Ein akustischer Lichtblick
Wie findest Du den Titel? Ich mag ihn. Er klingt ein bisschen nach Hoffnung, ein bisschen nach Musik und vor allem nach genau dem, was ich in den letzten Tagen erlebt habe. Ein Lichtblick, der nicht vom Himmel gefallen ist, sondern durch die Ohren kam.
Kaum war mein letzter Blogbeitrag getrocknet, also die Tinte überspitzt gesagt noch nicht einmal ganz trocken, da wurde schon reagiert. Ich wusste ja, dass es eine Handvoll treuer Leser gibt, die meine Beiträge verfolgen. Dass allerdings auch Petrus dazugehört, war mir neu. Anders kann ich mir das nämlich nicht erklären.
Wochenlang beschwere ich mich über diesen schrecklich kalten Winter. Über minus acht Grad. Über klamme Finger. Über eine Wohnung, die eher an ein Kühlhaus erinnerte als an ein Zuhause.

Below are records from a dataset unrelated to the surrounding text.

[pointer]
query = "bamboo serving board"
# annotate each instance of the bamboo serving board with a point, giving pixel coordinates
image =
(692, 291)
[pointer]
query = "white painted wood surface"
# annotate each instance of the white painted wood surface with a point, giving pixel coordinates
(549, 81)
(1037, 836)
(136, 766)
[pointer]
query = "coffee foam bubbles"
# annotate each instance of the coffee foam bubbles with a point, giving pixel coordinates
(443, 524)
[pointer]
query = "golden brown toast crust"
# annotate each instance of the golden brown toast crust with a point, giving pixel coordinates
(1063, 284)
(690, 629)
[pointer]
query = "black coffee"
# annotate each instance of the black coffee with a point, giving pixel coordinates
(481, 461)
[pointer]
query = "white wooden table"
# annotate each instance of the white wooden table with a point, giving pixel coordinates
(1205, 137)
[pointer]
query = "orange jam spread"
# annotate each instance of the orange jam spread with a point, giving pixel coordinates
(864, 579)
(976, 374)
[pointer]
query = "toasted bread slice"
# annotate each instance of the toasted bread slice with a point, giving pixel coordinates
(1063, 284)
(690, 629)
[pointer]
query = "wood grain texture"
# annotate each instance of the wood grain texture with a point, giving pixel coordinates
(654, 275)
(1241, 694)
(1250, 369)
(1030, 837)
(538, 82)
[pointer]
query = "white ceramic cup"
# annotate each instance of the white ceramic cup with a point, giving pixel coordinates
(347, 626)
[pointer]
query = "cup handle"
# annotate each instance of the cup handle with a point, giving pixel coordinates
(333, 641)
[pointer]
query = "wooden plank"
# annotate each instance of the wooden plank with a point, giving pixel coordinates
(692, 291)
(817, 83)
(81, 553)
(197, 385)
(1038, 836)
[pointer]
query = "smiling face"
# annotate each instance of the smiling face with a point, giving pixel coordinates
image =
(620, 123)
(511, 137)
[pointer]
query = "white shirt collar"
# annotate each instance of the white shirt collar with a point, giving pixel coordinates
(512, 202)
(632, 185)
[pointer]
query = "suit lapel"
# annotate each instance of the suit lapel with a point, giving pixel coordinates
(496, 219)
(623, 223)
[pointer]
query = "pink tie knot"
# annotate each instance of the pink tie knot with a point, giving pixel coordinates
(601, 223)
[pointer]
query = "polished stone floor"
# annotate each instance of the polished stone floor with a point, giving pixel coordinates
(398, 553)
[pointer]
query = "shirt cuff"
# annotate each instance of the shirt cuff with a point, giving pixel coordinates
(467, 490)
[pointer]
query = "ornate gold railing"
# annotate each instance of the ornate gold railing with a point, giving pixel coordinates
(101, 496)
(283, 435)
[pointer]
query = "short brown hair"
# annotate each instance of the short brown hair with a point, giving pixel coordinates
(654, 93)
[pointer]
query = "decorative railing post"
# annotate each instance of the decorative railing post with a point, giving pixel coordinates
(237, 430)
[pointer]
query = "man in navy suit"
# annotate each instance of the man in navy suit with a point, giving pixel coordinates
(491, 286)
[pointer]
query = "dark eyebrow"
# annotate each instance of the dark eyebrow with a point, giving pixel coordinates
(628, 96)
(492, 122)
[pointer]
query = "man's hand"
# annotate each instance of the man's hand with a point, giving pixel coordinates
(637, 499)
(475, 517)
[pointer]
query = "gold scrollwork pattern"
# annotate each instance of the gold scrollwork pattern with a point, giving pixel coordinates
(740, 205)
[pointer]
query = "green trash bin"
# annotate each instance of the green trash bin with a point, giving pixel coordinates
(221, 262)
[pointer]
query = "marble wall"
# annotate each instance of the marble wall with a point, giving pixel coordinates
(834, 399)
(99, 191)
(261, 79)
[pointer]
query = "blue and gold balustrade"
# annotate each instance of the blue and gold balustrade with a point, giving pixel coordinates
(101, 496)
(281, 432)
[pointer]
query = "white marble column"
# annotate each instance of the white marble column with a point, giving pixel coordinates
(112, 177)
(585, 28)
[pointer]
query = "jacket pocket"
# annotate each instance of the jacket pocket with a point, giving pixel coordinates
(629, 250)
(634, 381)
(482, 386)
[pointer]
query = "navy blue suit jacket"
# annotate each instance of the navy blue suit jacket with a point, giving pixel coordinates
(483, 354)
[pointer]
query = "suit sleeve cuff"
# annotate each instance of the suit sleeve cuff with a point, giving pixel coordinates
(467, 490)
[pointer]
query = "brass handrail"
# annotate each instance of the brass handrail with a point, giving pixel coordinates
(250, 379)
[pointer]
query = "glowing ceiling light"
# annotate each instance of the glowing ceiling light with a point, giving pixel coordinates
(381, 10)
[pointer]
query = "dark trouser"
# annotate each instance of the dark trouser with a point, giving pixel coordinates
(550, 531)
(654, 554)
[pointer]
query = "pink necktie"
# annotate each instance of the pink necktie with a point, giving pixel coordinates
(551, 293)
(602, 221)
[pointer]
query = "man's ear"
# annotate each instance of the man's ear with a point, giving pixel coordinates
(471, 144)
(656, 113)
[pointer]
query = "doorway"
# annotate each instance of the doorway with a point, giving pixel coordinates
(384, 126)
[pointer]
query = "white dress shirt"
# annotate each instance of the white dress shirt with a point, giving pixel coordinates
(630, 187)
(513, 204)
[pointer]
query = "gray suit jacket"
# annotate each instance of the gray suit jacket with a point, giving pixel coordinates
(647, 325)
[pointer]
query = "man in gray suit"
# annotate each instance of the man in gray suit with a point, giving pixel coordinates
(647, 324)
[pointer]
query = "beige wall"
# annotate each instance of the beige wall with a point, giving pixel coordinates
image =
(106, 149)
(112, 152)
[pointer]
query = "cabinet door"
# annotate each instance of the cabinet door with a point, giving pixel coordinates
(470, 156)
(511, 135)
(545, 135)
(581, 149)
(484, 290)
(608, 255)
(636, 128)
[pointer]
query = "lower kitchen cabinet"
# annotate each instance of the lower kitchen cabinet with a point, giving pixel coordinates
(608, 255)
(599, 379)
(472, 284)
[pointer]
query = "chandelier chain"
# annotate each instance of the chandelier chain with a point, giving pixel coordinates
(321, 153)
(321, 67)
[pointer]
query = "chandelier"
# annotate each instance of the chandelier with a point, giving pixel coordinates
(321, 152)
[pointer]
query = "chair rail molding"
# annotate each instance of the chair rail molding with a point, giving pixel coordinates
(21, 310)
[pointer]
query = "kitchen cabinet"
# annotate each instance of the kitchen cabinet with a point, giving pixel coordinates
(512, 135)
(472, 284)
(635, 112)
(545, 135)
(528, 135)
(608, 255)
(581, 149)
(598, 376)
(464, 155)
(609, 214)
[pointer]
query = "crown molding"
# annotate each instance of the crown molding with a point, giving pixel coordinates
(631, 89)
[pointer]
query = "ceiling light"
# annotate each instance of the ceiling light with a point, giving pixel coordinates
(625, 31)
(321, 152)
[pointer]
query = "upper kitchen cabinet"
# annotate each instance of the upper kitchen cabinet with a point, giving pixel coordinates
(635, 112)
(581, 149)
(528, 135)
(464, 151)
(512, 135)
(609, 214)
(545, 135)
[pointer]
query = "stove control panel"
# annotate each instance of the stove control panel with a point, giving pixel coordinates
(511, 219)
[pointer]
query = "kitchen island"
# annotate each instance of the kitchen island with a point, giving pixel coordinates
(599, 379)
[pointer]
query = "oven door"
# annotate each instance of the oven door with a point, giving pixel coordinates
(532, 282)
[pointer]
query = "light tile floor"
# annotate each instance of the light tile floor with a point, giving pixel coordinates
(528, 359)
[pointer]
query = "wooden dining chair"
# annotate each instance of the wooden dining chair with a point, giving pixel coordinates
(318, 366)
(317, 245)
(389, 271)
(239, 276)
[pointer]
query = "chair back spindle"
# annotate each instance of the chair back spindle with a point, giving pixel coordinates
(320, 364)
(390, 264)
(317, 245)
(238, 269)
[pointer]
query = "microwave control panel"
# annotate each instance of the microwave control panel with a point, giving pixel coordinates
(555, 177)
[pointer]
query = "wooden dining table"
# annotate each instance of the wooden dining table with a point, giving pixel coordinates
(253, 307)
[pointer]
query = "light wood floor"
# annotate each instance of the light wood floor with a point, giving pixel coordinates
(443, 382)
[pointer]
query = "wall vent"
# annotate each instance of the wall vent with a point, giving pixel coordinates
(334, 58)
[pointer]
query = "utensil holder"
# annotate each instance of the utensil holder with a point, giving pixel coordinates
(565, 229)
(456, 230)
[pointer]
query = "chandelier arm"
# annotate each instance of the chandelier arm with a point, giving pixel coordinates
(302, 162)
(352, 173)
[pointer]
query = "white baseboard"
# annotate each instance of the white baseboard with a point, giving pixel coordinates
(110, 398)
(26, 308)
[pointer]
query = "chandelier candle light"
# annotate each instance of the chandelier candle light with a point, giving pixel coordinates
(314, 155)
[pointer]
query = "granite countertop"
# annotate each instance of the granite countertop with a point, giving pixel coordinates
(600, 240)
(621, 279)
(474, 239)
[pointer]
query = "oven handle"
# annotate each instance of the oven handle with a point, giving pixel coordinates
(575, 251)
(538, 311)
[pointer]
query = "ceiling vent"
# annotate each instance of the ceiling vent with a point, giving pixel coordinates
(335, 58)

Und plötzlich werden aus minus acht Grad plus acht Grad. Einfach so. Als hätte da oben jemand meinen Blog gelesen, einmal zustimmend genickt und gesagt: Na gut, wir drehen mal ein bisschen am Thermostat.
Zufall? Vielleicht.
Ich nenne es Wirkung.
Noch in der letzten Woche hatten wir wieder Ärger mit unserem Vermieter. Sowohl im Wohnzimmer als auch im Homeoffice bekamen wir seit einiger Zeit maximal 19 Grad temperiert. Und ganz ehrlich, wenn man den ganzen Tag am Schreibtisch sitzt, dann ist das einfach zu kalt. Als Schreibtischtäter bewege ich mich nun einmal nicht wie ein Paketbote, der Treppen rauf und runter rennt. Ich sitze. Ich tippe. Ich telefoniere. Und ich friere.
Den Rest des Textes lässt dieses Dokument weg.